Дней через пять я сам сделал попытку встать, и настойчиво попросил позволить мне подойти к телефону, если Егоров позвонит снова. Когда он услышал в трубке мой голос, он издал вопль охотника, догнавшего и завалившего мамонта, и с ходу начал жаловаться на то, что им, видите ли, без меня плохо репетируется, и вообще, Любавин похож на голодного тигра.
– Не можешь ли ты сбежать?– с надеждой спросил он меня.
– Нет, Володя, сбежать я не могу по той причине, что, даже спускаясь по лестнице к телефону, я ощущаю себя Мересьевым.
Володя сочувственно поцокал языком и горячо пожелал мне скорейшего выздоровления.
– Мы все ждем тебя! – кричал он в трубку.
– И Любавин? – спросил я.
– Конечно! – бодро соврал Егоров.
Но мне было отлично известно другое: за все время моего отсутствия Любавин ни разу не поинтересовался моим самочувствием, он был единственным, кто ни разу не пришел и не позвонил в больницу. Такое ощущение, что меня уже не существовало. А может, никогда и не было. Возможно, он думал, (или ему кто-то нашептал), что я симулянт. Он мог легко в это поверить, как и в любую напраслину, возведенную на меня кем угодно. Разумеется, такое поведение Андрея Ильича не стало для меня откровением, отчасти я был готов к этому.
Мои друзья с возмущенным недоумением разводили руками, ведь такая явная бесчувственность, по их мнению, была уже чем-то из ряда вон выходящим.
– Бросьте, – увещевал я их, – кто я для него такой? Рядовой артист. Меня можно заменить в любом спектакле. И ведь это не только отношение ко мне, будь на моем месте другой, он вел бы себя точно также! Я знаю этого человека слишком давно, он верен себе!
В ответ на меня обрушивались гневные тирады, вперемешку с обвинениями в неуместной христианской долготерпимости. Бальзам на душу лил только Слава. Из-за меня он отказался от дальней экспедиции, исчез из поля зрения друзей, приходил в Склиф как на работу.
– Твой Любавин, спору нет, мужик мухоморный. Но сейчас ты не думай об этом. Зачем портить себе настроение? В конце концов, он в твоем окружении один такой. А хотя бы одного врага настоящему мужику иметь надо.
– Ты рассуждаешь совсем как он. У него тоже есть мнение, что мужчина без врагов, это не мужчина. Но ты всерьез считаешь, что он мой враг?!
– Женечка, а как же? Друзья себя так не ведут. Он именно враг, причем, прежде всего для самого себя. Только он этого не понимает.
– Но делить людей на «своих» и «врагов»….
– Да, Женечка, это мягко говоря, неправильно. Но твой Любавин именно так и поступает. Только путает, где кто. Потому что не может определиться. Оба звания подразумевают определенные правила игры, а устанавливать их он хочет сам. Это тупик, и весьма опасный. Тем паче, для творчески одаренного человека. Сам посуди, Жень, чаще всего ты с ним строишь отношения по принципу: «худой мир лучше доброй ссоры».
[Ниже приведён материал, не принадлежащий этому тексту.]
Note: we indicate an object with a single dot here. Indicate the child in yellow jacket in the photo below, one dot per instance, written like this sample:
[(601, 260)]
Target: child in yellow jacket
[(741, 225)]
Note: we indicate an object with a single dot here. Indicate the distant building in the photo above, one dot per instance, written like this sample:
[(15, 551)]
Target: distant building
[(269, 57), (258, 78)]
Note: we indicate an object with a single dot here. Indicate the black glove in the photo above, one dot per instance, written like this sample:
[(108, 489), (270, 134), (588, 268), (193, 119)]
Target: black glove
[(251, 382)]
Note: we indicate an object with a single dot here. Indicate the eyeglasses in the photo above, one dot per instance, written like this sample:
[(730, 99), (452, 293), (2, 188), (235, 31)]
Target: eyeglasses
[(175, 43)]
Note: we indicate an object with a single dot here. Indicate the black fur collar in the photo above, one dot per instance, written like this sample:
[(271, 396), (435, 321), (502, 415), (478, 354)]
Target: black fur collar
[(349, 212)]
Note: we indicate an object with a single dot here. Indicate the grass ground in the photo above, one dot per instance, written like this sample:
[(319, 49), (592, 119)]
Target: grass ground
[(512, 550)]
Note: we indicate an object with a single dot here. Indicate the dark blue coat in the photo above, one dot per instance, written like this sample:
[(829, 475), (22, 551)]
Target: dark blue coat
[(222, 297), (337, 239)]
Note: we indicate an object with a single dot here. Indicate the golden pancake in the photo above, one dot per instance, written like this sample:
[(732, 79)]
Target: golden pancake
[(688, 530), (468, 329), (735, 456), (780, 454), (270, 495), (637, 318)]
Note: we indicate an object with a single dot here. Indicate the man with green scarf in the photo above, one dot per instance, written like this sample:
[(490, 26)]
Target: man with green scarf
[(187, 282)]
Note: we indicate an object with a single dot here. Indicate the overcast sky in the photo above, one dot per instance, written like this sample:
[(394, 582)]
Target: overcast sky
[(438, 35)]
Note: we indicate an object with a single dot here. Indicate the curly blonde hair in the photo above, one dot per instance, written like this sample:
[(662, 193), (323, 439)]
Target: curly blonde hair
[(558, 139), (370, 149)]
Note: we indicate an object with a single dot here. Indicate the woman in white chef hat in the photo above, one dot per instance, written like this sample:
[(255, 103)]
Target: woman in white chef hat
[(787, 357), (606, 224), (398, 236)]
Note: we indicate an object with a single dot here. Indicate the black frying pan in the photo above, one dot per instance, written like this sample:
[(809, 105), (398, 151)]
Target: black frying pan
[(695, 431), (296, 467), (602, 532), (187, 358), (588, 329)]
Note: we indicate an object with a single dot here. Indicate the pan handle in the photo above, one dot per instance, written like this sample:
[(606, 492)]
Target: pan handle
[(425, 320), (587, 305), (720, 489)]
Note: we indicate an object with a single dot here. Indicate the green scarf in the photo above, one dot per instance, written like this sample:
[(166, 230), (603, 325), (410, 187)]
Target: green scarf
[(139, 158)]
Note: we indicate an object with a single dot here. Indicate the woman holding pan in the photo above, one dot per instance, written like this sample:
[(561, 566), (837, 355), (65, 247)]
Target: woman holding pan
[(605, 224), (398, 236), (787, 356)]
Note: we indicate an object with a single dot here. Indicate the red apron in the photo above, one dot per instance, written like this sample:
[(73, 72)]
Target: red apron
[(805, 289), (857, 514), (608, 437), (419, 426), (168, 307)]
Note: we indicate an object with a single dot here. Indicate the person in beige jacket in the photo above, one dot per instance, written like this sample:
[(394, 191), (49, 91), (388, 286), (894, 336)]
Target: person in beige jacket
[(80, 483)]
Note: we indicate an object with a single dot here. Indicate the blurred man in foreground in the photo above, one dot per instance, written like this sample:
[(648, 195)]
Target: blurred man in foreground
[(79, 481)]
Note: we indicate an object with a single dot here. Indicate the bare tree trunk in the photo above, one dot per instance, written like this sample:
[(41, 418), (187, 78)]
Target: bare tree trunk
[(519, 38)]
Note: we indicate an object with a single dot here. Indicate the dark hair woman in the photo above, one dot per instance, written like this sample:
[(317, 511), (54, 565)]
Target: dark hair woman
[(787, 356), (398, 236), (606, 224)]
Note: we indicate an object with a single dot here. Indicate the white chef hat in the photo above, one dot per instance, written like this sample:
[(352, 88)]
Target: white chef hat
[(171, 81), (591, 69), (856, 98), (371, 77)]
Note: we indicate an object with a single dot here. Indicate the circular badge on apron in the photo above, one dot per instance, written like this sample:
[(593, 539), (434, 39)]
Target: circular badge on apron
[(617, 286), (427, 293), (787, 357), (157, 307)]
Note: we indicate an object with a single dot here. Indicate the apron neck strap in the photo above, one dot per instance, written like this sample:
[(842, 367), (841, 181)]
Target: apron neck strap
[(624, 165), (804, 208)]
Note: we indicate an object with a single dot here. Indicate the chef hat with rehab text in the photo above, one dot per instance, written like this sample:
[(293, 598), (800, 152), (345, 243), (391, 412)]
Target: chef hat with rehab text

– Ага, но ссоры у нас отнюдь не добрые…
– Правильно. Потому что ваш худрук – вампир. Энергетический.
– Слава, довольно, ты меня уже запугал прямо!
– Женечка, ничего подобного! Я всего лишь озвучиваю то, что ты и сам прекрасно знаешь.
– Слав, спой лучше что-нибудь…
Он улыбается, мягко и лукаво. Берет гитару, и в своей обычной манере, как будто нехотя, перебирает струны.
– Все ерунда, треп, жизнь прекрасна, Жень. Прекрасна, поверь... И люди на земле, в большинстве своем, хорошие... – И тоскливая палата озаряется его улыбкой.